As a gay member of the United Methodist Church, after learning of the predictable but nonetheless frustrating outcome of Rev. Karen Oliveto’s church court trial, I’m finding it difficult to contain my temper and have any semblance of a filter on the angry words that I’m aching to speak.

Rev. Oliveto’s status as a bishop in the UMC has been officially declared as against our church’s law. At this moment, while her status hasn’t been revoked, that stands as a high likelihood that is bound to occur soon.

God grant me the patience I need here to say what I need to say without being cruel and malicious about it.

Harmful Methodist Legalism

While I am certainly heartbroken, I’m more disgusted than anything else, because this is the church denomination that I’ve grown up in my whole life. And now, as I’m sure so many other LGBTQ UMC members and allies feel at this moment, I feel that the court failed us all today.

I have no intention of acting like I have respect for the nonsense in my denomination’s Book of Discipline that refers to people like me as “self-avowing homosexuals”, and bans on us from attaining any form of clergy status within the UMC. The instant that language was set into our denomination’s rule book, we were declared unworthy of becoming clergy because “homosexuality is incompatible with Christian teaching”.

Incompatible with Christian teaching, huh? By that same standard, one could argue that any person, regardless of sexuality, who gets divorced outside of Biblical grounds (such as adultery) should be thusly disqualified from clergy status just the same.

There’s also the issue of what “self-avowing homosexual” means. This could essentially be read as a legalistic version of “Don’t Ask, Don’t Tell”. It also could be interpreted as demanding that all homosexuals who want to become clergy members must be celibate and abstain from any same-sex relationships. As I mentioned in a previous blog post, demanding that all of us be celibate and single forever is an unfair requirement, when heterosexuals are allowed to be ordained regardless of their marital status.

I really don’t appreciate my church pulling such a double standard on its gay and lesbian children who just want to serve God.

The Career Path of the Past

Oh, speaking of.
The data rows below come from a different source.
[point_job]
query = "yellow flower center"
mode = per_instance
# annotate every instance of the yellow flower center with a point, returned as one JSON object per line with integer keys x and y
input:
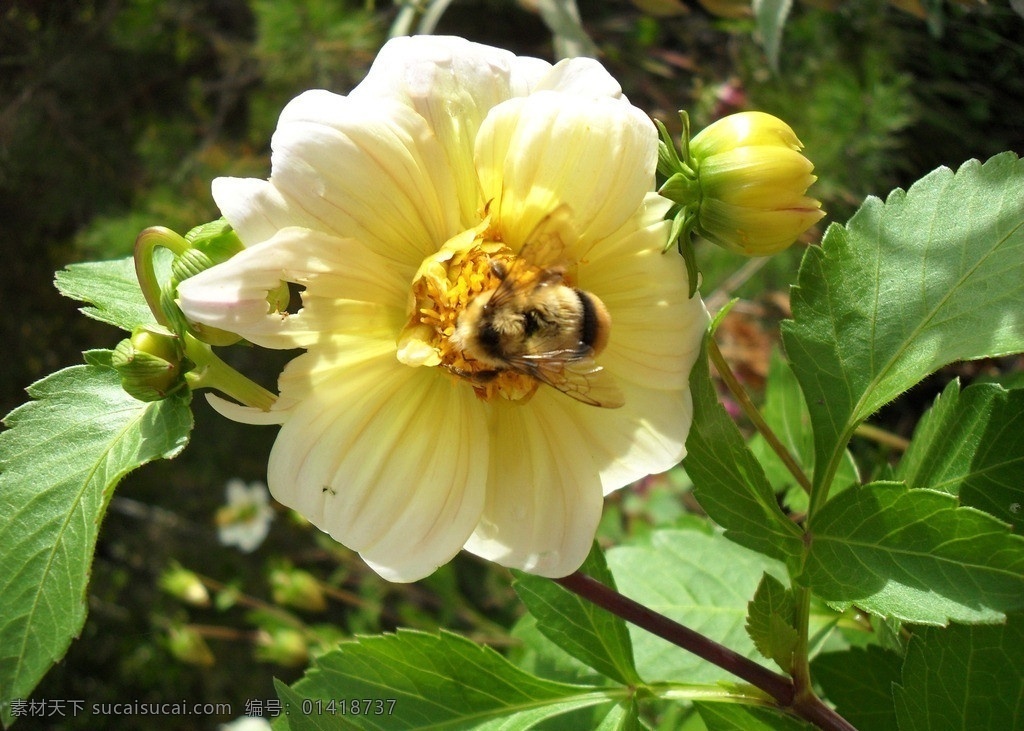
{"x": 446, "y": 283}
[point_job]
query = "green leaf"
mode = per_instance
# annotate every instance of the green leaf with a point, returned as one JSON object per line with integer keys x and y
{"x": 859, "y": 682}
{"x": 971, "y": 444}
{"x": 622, "y": 717}
{"x": 730, "y": 717}
{"x": 963, "y": 678}
{"x": 700, "y": 581}
{"x": 930, "y": 276}
{"x": 771, "y": 621}
{"x": 59, "y": 461}
{"x": 590, "y": 634}
{"x": 785, "y": 412}
{"x": 728, "y": 481}
{"x": 539, "y": 655}
{"x": 112, "y": 287}
{"x": 770, "y": 16}
{"x": 438, "y": 682}
{"x": 914, "y": 555}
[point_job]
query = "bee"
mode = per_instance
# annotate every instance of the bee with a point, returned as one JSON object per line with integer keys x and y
{"x": 534, "y": 323}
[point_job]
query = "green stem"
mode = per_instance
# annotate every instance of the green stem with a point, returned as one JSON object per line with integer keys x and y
{"x": 807, "y": 705}
{"x": 882, "y": 436}
{"x": 739, "y": 393}
{"x": 145, "y": 246}
{"x": 211, "y": 372}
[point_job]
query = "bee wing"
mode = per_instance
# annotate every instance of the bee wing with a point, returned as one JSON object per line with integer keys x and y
{"x": 573, "y": 373}
{"x": 542, "y": 260}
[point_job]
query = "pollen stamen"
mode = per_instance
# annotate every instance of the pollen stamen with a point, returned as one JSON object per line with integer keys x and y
{"x": 441, "y": 292}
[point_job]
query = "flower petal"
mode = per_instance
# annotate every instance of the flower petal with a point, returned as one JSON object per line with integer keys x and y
{"x": 349, "y": 289}
{"x": 656, "y": 329}
{"x": 453, "y": 84}
{"x": 389, "y": 460}
{"x": 544, "y": 495}
{"x": 644, "y": 437}
{"x": 369, "y": 169}
{"x": 585, "y": 77}
{"x": 595, "y": 155}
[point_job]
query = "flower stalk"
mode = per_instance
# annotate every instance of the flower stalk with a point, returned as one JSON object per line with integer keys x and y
{"x": 209, "y": 371}
{"x": 752, "y": 412}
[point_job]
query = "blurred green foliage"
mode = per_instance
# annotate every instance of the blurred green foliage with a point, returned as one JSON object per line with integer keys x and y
{"x": 115, "y": 115}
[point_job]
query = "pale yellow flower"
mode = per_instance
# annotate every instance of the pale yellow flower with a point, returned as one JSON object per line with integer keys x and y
{"x": 383, "y": 204}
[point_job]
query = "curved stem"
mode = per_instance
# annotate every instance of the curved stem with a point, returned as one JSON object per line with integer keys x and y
{"x": 739, "y": 393}
{"x": 145, "y": 245}
{"x": 211, "y": 372}
{"x": 810, "y": 707}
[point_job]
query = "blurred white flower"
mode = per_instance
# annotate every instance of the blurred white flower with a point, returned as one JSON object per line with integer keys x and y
{"x": 245, "y": 521}
{"x": 247, "y": 723}
{"x": 390, "y": 207}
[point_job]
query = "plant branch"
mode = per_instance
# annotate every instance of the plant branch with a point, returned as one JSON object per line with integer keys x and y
{"x": 883, "y": 437}
{"x": 739, "y": 393}
{"x": 779, "y": 687}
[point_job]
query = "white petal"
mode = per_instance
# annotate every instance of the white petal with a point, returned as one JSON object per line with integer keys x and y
{"x": 656, "y": 329}
{"x": 595, "y": 155}
{"x": 349, "y": 291}
{"x": 544, "y": 491}
{"x": 367, "y": 168}
{"x": 644, "y": 437}
{"x": 389, "y": 460}
{"x": 244, "y": 415}
{"x": 585, "y": 77}
{"x": 453, "y": 84}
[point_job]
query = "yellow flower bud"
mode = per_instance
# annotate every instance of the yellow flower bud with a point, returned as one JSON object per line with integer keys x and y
{"x": 150, "y": 363}
{"x": 183, "y": 585}
{"x": 283, "y": 646}
{"x": 298, "y": 589}
{"x": 188, "y": 646}
{"x": 753, "y": 181}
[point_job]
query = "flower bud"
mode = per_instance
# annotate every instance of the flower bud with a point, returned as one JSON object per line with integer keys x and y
{"x": 753, "y": 179}
{"x": 188, "y": 646}
{"x": 298, "y": 589}
{"x": 150, "y": 363}
{"x": 185, "y": 586}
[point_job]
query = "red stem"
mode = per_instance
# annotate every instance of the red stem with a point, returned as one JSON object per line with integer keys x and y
{"x": 777, "y": 686}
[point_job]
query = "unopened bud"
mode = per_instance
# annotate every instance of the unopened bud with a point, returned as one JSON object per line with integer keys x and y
{"x": 298, "y": 589}
{"x": 150, "y": 363}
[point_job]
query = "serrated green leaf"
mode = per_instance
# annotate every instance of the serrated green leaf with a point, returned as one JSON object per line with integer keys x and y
{"x": 622, "y": 717}
{"x": 963, "y": 678}
{"x": 112, "y": 287}
{"x": 730, "y": 717}
{"x": 700, "y": 581}
{"x": 771, "y": 621}
{"x": 587, "y": 632}
{"x": 930, "y": 276}
{"x": 541, "y": 656}
{"x": 859, "y": 682}
{"x": 971, "y": 444}
{"x": 440, "y": 682}
{"x": 728, "y": 481}
{"x": 299, "y": 714}
{"x": 59, "y": 461}
{"x": 785, "y": 412}
{"x": 914, "y": 555}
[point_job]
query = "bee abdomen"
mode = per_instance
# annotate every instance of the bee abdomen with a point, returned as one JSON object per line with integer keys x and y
{"x": 595, "y": 323}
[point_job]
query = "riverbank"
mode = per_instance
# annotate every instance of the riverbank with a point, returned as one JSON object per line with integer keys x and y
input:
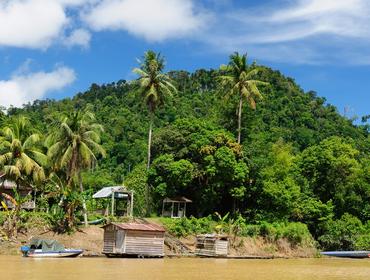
{"x": 90, "y": 239}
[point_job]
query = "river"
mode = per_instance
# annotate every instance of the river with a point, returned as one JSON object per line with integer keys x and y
{"x": 19, "y": 268}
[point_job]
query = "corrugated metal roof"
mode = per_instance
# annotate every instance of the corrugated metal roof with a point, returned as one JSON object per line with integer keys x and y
{"x": 107, "y": 191}
{"x": 140, "y": 227}
{"x": 177, "y": 199}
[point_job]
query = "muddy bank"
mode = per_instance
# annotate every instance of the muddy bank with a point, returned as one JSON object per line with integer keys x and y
{"x": 90, "y": 239}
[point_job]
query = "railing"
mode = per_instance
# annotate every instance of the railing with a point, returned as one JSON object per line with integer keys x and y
{"x": 26, "y": 205}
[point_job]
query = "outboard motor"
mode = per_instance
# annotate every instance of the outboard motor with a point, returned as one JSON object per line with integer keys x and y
{"x": 25, "y": 250}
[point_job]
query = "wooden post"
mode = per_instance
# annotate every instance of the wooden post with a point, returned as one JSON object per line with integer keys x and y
{"x": 132, "y": 204}
{"x": 112, "y": 211}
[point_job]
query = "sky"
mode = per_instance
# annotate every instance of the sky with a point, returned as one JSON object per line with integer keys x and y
{"x": 57, "y": 48}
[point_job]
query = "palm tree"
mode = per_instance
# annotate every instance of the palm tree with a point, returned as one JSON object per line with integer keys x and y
{"x": 239, "y": 80}
{"x": 74, "y": 147}
{"x": 21, "y": 156}
{"x": 154, "y": 86}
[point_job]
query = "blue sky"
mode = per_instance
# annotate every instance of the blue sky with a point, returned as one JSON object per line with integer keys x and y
{"x": 56, "y": 48}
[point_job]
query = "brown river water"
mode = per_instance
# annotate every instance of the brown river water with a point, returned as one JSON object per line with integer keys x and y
{"x": 16, "y": 267}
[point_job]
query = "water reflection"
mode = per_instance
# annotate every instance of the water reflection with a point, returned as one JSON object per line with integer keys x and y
{"x": 171, "y": 269}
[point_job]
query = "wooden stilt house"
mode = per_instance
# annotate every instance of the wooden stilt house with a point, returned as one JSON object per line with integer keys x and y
{"x": 212, "y": 245}
{"x": 133, "y": 239}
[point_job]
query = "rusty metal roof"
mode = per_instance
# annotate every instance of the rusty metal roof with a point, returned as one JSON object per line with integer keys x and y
{"x": 139, "y": 226}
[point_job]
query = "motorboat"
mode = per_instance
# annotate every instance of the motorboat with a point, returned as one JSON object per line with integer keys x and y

My original career idea was, perhaps as a shock to a few people who know how much of a nervous wreck I am in public speaking, to become a pastor in the UMC.

That was before I realized and accepted that I’m gay. In all honesty, I very much freaked out about my then-potential future as a gay clergy member in the UMC. Eventually, more due in part to changing career interests more than my sexuality, I lost interest in pursuing that path.

My anxiety about the future was actually so bad at one point that I considered leaving the UMC for another denomination, such as the Episcopalian or UCC denominations. However, thanks to God showing me daily how much sincere love my fellow Methodists have for me, both in my hometown and college town churches, I’ve chosen to stay, at least for a while longer.

Without any attempt on my part to come across as spiteful, after today’s decision against Rev. Oliveto, I don’t regret my decision to ditch the idea of becoming a clergy member in the UMC. If my sexuality alone is enough to disqualify me from becoming a leader for God, then I’d rather avoid the notion entirely.

Going Forward

This denomination will now, as a whole, have to face the real consequences that are bound to come from this reaffirmation of extraneous church law that has caused so much harm since its creation in 1972. It’s likely that the LGBTQ youth in this church will see little reason to stay in the denomination, when time and time again, we’ve been told that we are essentially “incompatible” with the teachings of God.

Rev. Karen Oliveto is a hero in my eyes for bravely facing the severe opposition to her ordination as bishop, opposition that apparently began the same day she was ordained. She refused to crumble under the constant legalistic furor that surrounded her daily, which was and still is centered around the love she has for another God-fearing woman.

I admire her for her apparent ability to treat Dixie Brewster (the woman who initially started the complaint against Rev. Oliveto’s ordination) and her opponents with love and grace in this situation. In her, I see Christian maturity and compassion that I struggle to show when I’m faced with disdainful individuals who look down on me because of my sexuality.

For the sake of true Christian integrity and mercy towards one’s opponents following this outcome, I sincerely hope that Mrs. Brewster, along with all those who pushed for Rev. Oliveto to be disqualified as a bishop, will be kept safe from any and all hateful responses that others might wish to take against them. Clearly, I don’t respect the choice they made, nor do I have any respect for their apparent stance on gay clergy in the UMC, but none of that warrants hatred.

That being said, my patience with this denomination’s archaic perceptions of LGBTQ people has withered away, and I will continue to pray for justice to be done. I know that there are sincere talks about a schism occurring in the UMC, just as other denominations have suffered already. Truly, it would be bitter irony if the United Methodist Church eventually splits over LGBTQ issues. Then again, it happened once in the past, over slavery. Perhaps it’s meant to happen one more time. Only God knows.

My heart and prayers go out to Rev. Oliveto and her partner, Robin Ridenour as they struggle to process the court’s decision.